Life, Loss, and God's Purpose—My Testimony
In the spring of 2018, our pastor approached me about sharing my testimony during the service. Now, to me, the word testimony was Christianese for share the exact moment (including the date and time) when you were moved to accept Jesus as your personal Savior. Testimonies included church camp moments, men and women brought to their knees by devastation on a cold, hard floor where they wept as they prayed, or some other form of an “aha” moment. None of which I could tell. Google’s dictionary agreed, defining testimony as, “a public recounting of a religious conversion or experience.” Well, I can’t remember the exact date, and my moment doesn’t include time stopping as I participated in a surreal experience.
Have I accepted Jesus as my personal Savior? Have I confessed my miserable role as a sinner and my desperate need for salvation? Have I believed and rejoiced in Christ’s resurrection? Have I changed because the Holy Spirit now lives within me? Yes, but my story didn’t seem to be worthy of a testimony, at least not the kind described in this definition.
But let’s look at another definition of testimony (again from Google dictionary): “evidence or proof provided by the existence or appearance of something.” Now, that definition? That I can handle. Each day I find proof of the Lord working in my life because the existence of His grace, mercy, love, forgiveness, wisdom, and guidance. So, yes, let me share my testimony. Let me share the evidence and proof of the existence of the Lord in my life.
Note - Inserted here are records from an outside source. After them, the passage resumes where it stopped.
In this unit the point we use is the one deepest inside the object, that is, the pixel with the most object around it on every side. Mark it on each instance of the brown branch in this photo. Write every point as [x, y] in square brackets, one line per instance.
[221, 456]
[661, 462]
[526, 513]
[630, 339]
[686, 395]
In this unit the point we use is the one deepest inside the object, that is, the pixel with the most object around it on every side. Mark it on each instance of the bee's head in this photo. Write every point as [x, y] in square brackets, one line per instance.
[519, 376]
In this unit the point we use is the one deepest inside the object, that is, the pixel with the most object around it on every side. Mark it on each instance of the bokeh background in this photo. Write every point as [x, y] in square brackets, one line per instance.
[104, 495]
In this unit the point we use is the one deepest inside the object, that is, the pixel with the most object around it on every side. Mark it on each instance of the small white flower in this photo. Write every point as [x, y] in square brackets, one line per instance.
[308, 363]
I’ve gone to church for as long as I can remember. Sometimes, twice in one weekend. Saturday night mass with my mom at the Catholic church and Sunday morning with my dad at the Lutheran church. I guess you could say we were a house divided when it came to religion. My dual-religion family made church an important part of our lives. I attended a Lutheran school where we had memory verses each week, chapel on Wednesdays, and confirmation class during school when we were in seventh and eighth grades.
I’ve always believed in God and that His son, Jesus, died on the cross to save us from sin. It wasn’t until after meeting my husband, talking about the reality of faith and significance of a relationship with the Lord, and attending a church service at his home church, that I realized that Jesus died for ME. Not all of us in general, but for ME. He wanted a personal relationship with ME. He wanted to be involved in every part of MY life.
Religion turned into a relationship.
I made slow progress but progress nonetheless. God pursued my heart, and I slowly surrendered each piece of my life to Him. And, really, I’m continuing to surrender to this day, discovering new pieces that I still try to hold onto.
It’s a pretty ordinary story, not the religious conversion or experience I thought a testimony should be. But God is teaching me that He wants even our ordinary stories because He can use them in extraordinary ways.
As I worked to put my testimony together, I also realized that it is not just a once in a lifetime experience. A true testimony isn’t completed until the day that we are called to live with our Lord for all eternity. And, so, I must also share a significant way God has been working in my life since I began this journey with Him.
Romans 8:28 reads, “And we know that in all things God works for the good of those who love him, who have been called according to his purpose” (NIV). On October 5, 2007, my little sister died in a car accident. She was 13 years old. I remember praying on the way to the hospital, Lord if it’s your will, save her. If not, help me trust in Your will. It was the hardest prayer I have ever whispered, but I felt the surrender deep in my heart. I was in the room when her heart stopped beating.
I miss my sister. But God has given me a peace that surpasses all understanding. Not only that, but He has used Kallie’s death for a new purpose. After she died, I started writing. I wrote about all the things I would have talked to her about as she grew into a young woman. All the things about God’s word, love, and instructions that I would have shared with her, I wrote on paper. After years of writing in spare moments and allowing God to penetrate the pages, I ended up with a small devotional.
I wanted to give my words as a Christmas gift to my cousins, four of the girls were in eighth grade that year, the same age as my sister had been. I didn’t consider myself a writer and even wondered what they would think of my little gift. God saw my doubt and fear and recognized my need for a little encouragement. My husband and I had taken personal days to drive to a FedEx store in Kansas City to have my words printed. When we went to pick up the books, the manager of the store told me the printing job was free of charge. Hundreds of dollars in free printing was placed in my hands. I will never forget the gratitude, reassurance, and sense of purpose I felt as we left that store.
My sister’s death, helped me discover my passion for writing for the Lord and encouraging others with His word. Today, I continue to write in this little space where you’ve found yourself, and I am so glad you’re here. I pray that you are encouraged and find support in the words He lays on my heart.